Other chamber music societies commission occasional new pieces, but, as we understand it, mostly when they have access to some grant program (national, regional or local) or a corporate sponsor, radio stations, etc. (this is particularly true in Europe). A lot of commissioning is done by musicians and composers.
As a consequence of our close contact with our audience, it occurred to us early and naturally to ask individual audience members to become personally involved in our commissioning program by sponsoring (i.e., underwriting) a specific piece. The response has been extraordinary: ALL 41 our past and future commissions over 12 years (1997 to 2009-2010) have been sponsored by our audience (with the exception of one piece at the very beginning)! Most sponsorship has been by individuals or couples, some by small groups (such as "members of the Czech community of Tucson" or "members of the Arizona Senior Academy" or "Lovers of Song"), some by friends, others as a memorial, or by estates. The names of the sponsors appear, of course, in our programs, but also on the piece's score and on CD inserts if a CD of it are produced (as has been the case for several works).

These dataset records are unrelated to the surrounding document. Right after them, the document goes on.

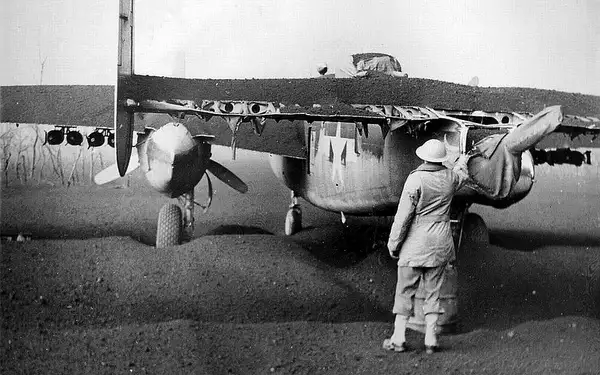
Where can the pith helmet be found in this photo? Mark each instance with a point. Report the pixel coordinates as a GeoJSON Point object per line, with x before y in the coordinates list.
{"type": "Point", "coordinates": [433, 151]}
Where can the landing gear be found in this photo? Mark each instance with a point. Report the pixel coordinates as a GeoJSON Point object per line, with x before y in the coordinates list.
{"type": "Point", "coordinates": [293, 219]}
{"type": "Point", "coordinates": [174, 227]}
{"type": "Point", "coordinates": [168, 232]}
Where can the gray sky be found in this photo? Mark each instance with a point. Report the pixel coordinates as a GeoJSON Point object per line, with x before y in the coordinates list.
{"type": "Point", "coordinates": [552, 44]}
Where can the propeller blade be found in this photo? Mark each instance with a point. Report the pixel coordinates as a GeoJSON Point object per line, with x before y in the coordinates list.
{"type": "Point", "coordinates": [209, 198]}
{"type": "Point", "coordinates": [227, 176]}
{"type": "Point", "coordinates": [111, 173]}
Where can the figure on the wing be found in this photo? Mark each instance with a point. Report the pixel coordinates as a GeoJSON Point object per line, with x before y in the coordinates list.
{"type": "Point", "coordinates": [364, 65]}
{"type": "Point", "coordinates": [421, 239]}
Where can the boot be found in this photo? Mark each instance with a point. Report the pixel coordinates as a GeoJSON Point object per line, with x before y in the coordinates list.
{"type": "Point", "coordinates": [430, 333]}
{"type": "Point", "coordinates": [397, 341]}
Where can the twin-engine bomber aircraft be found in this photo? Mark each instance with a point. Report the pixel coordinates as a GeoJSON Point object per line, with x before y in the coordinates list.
{"type": "Point", "coordinates": [349, 151]}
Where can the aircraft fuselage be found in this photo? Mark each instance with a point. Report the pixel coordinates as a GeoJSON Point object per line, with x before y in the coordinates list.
{"type": "Point", "coordinates": [359, 175]}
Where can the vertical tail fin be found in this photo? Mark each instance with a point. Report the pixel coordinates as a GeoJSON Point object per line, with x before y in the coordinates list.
{"type": "Point", "coordinates": [123, 120]}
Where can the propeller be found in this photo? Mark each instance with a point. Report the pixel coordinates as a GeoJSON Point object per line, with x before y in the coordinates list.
{"type": "Point", "coordinates": [111, 173]}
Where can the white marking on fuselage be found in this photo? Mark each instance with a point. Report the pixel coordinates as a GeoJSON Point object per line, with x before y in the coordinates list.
{"type": "Point", "coordinates": [338, 145]}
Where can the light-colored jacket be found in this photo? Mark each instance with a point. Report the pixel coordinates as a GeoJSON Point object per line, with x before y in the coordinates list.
{"type": "Point", "coordinates": [421, 231]}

All composers are invited to participate in the final rehearsals and the premiere of their new piece, in Tucson, and are introduced to the audience, which has much appreciated this opportunity to meet a living composer. This is quite thrilling for all, including young audience members and those who attend rehearsals during the festival and witness the interaction between composer and musicians. The composers are also invited to have a seminar with the students of the composition department of the University of Arizona School of Music.

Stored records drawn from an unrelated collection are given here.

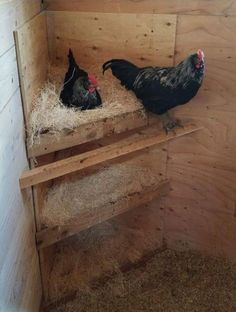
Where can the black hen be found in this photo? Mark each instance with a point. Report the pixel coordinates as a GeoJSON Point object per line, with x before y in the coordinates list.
{"type": "Point", "coordinates": [79, 88]}
{"type": "Point", "coordinates": [161, 88]}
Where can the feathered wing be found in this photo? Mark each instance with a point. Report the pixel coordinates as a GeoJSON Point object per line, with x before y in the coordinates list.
{"type": "Point", "coordinates": [72, 74]}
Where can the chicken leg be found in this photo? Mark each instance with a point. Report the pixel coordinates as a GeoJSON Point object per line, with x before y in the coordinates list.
{"type": "Point", "coordinates": [170, 124]}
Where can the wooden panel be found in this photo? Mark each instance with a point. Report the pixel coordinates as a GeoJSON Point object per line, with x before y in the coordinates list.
{"type": "Point", "coordinates": [9, 82]}
{"type": "Point", "coordinates": [7, 25]}
{"type": "Point", "coordinates": [26, 10]}
{"type": "Point", "coordinates": [86, 220]}
{"type": "Point", "coordinates": [89, 132]}
{"type": "Point", "coordinates": [146, 138]}
{"type": "Point", "coordinates": [143, 38]}
{"type": "Point", "coordinates": [32, 54]}
{"type": "Point", "coordinates": [201, 208]}
{"type": "Point", "coordinates": [20, 287]}
{"type": "Point", "coordinates": [16, 222]}
{"type": "Point", "coordinates": [118, 242]}
{"type": "Point", "coordinates": [216, 7]}
{"type": "Point", "coordinates": [14, 13]}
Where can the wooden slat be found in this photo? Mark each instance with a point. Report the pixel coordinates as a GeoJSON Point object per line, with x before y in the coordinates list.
{"type": "Point", "coordinates": [32, 56]}
{"type": "Point", "coordinates": [136, 142]}
{"type": "Point", "coordinates": [88, 132]}
{"type": "Point", "coordinates": [88, 219]}
{"type": "Point", "coordinates": [216, 7]}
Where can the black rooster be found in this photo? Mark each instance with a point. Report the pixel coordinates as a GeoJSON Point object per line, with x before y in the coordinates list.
{"type": "Point", "coordinates": [79, 88]}
{"type": "Point", "coordinates": [161, 88]}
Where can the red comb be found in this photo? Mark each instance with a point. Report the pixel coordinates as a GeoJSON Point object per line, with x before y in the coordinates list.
{"type": "Point", "coordinates": [92, 79]}
{"type": "Point", "coordinates": [200, 54]}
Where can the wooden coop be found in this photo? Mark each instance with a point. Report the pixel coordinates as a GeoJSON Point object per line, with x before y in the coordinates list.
{"type": "Point", "coordinates": [110, 189]}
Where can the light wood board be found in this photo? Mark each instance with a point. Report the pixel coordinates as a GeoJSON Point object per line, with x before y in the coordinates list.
{"type": "Point", "coordinates": [32, 55]}
{"type": "Point", "coordinates": [203, 7]}
{"type": "Point", "coordinates": [143, 139]}
{"type": "Point", "coordinates": [97, 37]}
{"type": "Point", "coordinates": [200, 211]}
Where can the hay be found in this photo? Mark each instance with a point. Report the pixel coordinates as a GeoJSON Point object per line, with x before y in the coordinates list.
{"type": "Point", "coordinates": [169, 282]}
{"type": "Point", "coordinates": [50, 116]}
{"type": "Point", "coordinates": [69, 197]}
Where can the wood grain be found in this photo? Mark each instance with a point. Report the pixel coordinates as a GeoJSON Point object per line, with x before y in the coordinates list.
{"type": "Point", "coordinates": [200, 211]}
{"type": "Point", "coordinates": [86, 220]}
{"type": "Point", "coordinates": [14, 13]}
{"type": "Point", "coordinates": [88, 132]}
{"type": "Point", "coordinates": [32, 55]}
{"type": "Point", "coordinates": [116, 242]}
{"type": "Point", "coordinates": [9, 81]}
{"type": "Point", "coordinates": [20, 286]}
{"type": "Point", "coordinates": [143, 38]}
{"type": "Point", "coordinates": [143, 139]}
{"type": "Point", "coordinates": [203, 7]}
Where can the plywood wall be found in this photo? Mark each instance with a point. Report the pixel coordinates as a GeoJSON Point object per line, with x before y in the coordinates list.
{"type": "Point", "coordinates": [20, 288]}
{"type": "Point", "coordinates": [200, 211]}
{"type": "Point", "coordinates": [98, 37]}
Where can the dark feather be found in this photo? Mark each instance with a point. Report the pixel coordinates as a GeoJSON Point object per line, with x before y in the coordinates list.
{"type": "Point", "coordinates": [75, 89]}
{"type": "Point", "coordinates": [159, 89]}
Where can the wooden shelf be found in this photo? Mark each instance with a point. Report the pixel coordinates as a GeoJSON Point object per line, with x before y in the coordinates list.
{"type": "Point", "coordinates": [148, 137]}
{"type": "Point", "coordinates": [88, 132]}
{"type": "Point", "coordinates": [87, 219]}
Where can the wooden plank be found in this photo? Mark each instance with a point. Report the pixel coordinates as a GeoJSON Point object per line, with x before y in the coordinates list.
{"type": "Point", "coordinates": [32, 55]}
{"type": "Point", "coordinates": [89, 132]}
{"type": "Point", "coordinates": [20, 287]}
{"type": "Point", "coordinates": [14, 13]}
{"type": "Point", "coordinates": [136, 142]}
{"type": "Point", "coordinates": [192, 7]}
{"type": "Point", "coordinates": [9, 82]}
{"type": "Point", "coordinates": [7, 25]}
{"type": "Point", "coordinates": [200, 210]}
{"type": "Point", "coordinates": [153, 37]}
{"type": "Point", "coordinates": [87, 219]}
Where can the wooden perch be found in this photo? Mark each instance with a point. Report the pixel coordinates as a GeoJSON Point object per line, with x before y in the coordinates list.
{"type": "Point", "coordinates": [87, 219]}
{"type": "Point", "coordinates": [135, 142]}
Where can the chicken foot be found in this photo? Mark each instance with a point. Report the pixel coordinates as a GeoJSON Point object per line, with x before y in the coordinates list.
{"type": "Point", "coordinates": [170, 124]}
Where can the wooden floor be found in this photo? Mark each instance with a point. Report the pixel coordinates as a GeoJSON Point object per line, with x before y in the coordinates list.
{"type": "Point", "coordinates": [168, 282]}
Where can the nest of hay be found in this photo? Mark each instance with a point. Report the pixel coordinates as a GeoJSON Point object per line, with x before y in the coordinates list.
{"type": "Point", "coordinates": [69, 197]}
{"type": "Point", "coordinates": [50, 116]}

A display has been set up in the lobby of our concert hall showing pictures of all our composers, date of premiere, type of piece, musician(s) involved, names of sponsors, or listing availability and cost of sponsorship. It makes for a fascinating gallery and generates quite a lot of interest.

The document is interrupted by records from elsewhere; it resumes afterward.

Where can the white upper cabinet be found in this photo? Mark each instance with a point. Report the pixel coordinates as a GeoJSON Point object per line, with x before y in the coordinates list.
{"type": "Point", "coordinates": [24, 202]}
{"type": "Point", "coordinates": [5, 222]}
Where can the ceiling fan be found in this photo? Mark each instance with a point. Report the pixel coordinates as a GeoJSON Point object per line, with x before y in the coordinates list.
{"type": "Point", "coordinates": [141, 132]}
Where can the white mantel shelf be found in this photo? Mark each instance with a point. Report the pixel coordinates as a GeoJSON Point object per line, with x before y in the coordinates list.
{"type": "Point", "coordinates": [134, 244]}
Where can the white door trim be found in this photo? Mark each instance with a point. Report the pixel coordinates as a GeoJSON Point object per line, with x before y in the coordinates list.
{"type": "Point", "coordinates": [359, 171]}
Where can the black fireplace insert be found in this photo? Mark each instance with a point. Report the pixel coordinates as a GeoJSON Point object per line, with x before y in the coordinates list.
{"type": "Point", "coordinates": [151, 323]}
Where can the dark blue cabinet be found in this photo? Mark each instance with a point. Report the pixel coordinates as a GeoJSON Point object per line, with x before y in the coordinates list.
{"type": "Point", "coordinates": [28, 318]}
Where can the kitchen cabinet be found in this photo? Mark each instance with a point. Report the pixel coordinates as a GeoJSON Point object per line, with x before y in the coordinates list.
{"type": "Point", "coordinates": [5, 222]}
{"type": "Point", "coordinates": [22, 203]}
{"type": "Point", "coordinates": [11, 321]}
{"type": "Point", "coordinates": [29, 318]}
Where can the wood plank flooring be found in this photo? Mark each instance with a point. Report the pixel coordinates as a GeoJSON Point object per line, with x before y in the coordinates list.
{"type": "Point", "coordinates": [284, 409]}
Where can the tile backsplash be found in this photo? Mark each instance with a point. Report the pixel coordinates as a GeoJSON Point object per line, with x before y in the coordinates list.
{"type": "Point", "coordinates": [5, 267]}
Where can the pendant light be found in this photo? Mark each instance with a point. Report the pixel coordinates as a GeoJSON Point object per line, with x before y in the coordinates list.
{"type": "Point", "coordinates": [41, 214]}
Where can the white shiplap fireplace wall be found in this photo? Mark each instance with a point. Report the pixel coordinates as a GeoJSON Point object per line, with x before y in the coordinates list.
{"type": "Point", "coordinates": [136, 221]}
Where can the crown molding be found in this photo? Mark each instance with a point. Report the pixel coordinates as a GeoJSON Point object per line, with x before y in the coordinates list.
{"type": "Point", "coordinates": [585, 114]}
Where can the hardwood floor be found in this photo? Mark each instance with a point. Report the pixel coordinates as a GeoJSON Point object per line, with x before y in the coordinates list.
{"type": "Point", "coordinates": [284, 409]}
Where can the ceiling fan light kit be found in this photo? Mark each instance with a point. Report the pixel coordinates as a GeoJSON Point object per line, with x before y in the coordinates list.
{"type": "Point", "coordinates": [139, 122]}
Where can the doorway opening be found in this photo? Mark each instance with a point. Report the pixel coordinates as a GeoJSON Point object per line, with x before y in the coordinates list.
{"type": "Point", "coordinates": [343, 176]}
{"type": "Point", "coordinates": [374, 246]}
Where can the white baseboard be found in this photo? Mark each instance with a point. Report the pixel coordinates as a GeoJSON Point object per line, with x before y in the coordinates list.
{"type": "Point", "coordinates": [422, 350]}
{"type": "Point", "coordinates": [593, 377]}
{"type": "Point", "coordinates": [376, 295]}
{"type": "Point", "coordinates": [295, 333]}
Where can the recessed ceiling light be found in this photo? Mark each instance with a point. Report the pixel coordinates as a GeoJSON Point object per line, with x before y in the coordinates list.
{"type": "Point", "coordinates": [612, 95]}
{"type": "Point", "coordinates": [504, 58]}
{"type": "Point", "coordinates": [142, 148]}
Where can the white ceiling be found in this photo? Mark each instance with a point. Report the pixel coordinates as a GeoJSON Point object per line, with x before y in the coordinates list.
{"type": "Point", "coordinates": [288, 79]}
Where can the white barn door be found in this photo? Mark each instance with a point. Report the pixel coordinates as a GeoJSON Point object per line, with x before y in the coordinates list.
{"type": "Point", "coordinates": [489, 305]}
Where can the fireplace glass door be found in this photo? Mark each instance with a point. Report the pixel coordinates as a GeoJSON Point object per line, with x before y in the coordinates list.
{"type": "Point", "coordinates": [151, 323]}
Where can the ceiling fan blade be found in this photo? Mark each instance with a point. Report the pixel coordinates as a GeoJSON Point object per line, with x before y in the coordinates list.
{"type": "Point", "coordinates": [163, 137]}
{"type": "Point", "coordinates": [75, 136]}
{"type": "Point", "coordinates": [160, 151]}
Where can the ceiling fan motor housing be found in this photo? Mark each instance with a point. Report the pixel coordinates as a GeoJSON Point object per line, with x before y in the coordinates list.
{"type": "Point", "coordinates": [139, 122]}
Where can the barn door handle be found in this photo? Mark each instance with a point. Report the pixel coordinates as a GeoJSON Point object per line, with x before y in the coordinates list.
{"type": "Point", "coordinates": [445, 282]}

We are told repeatedly by musicians touring through Tucson that they have no knowledge of any other chamber music society in the U.S. or in Europe with a similar commissioning program: functioning on a regular basis, with such a significant number of commissions, and with sponsorship entirely by the audience, without any outside source of funding. For the AFCM, it has been the natural outgrowth of the very close relationship we have always cultivated with our audience. They are fully aware of the risk involved-the commissioned works can't all turn out to be masterpieces, they won't all become a staple of the repertoire-but they also know that we exercise extreme care in the selection process and devote a lot of hard work to it. They understand that "this is the way many enduring masterpieces come into the world, and that they can leave behind something for the generations to follow," as Dan Buckley put it in the Tucson Citizen. It is their shot at immortality, or, at least, their opportunity to be exposed to what is going on today in chamber music, to participate in it through sponsorship, and so to help shape it for the future. We cannot emphasize enough how truly extraordinary and generous our audience is for making possible such a significant contribution to tomorrow's chamber music. We hope that other chamber music societies will be inspired to join the effort and improve on it.